METHODS:: TS mice model (TSMO) (n = 80) were established with 3,3'-iminodipropionitrile, and 80 mice were used as controls. Mice were grouped into eight groups and were subjected to FMT with feces from children or mice with or without TS, or were given probiotics. Fecal specimens were collected 3 weeks after FMT. 16S rRNA sequencing, behavioral observation, and serum serotonin (5-HT) assay were performed. Differences between groups were analyzed using Mann-Whitney U test and Kolmogorov-Smirnov (KS) tests.

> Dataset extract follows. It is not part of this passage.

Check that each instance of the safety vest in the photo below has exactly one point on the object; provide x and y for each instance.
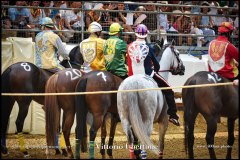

RESULTS:: A total of 18 discriminative microbial signatures (linear discriminant analysis score > 3) that varied significantly between TS and healthy mice (CONH) were identified. A significant increase in Turicibacteraceae and Ruminococcaceae in TSMO after FMT was observed (P < 0.05). Compared with non-transplanted TSMO, the symptoms of those transplanted with feces from CONH were alleviated (W = 336, P = 0.046). In the probiotic and FMT experiments, the serum 5-HT levels significantly increased in TSMO that received probiotics (KS = 1.423, P = 0.035) and in those transplanted with feces from CONH (W = 336.5, P = 0.046) compared with TSMO without transplantation.
CONCLUSIONS:: This study suggests that FMT may ameliorate TS by promoting 5-HT secretion, and it provides new insights into the underlying mechanisms of FMT as a treatment for TS.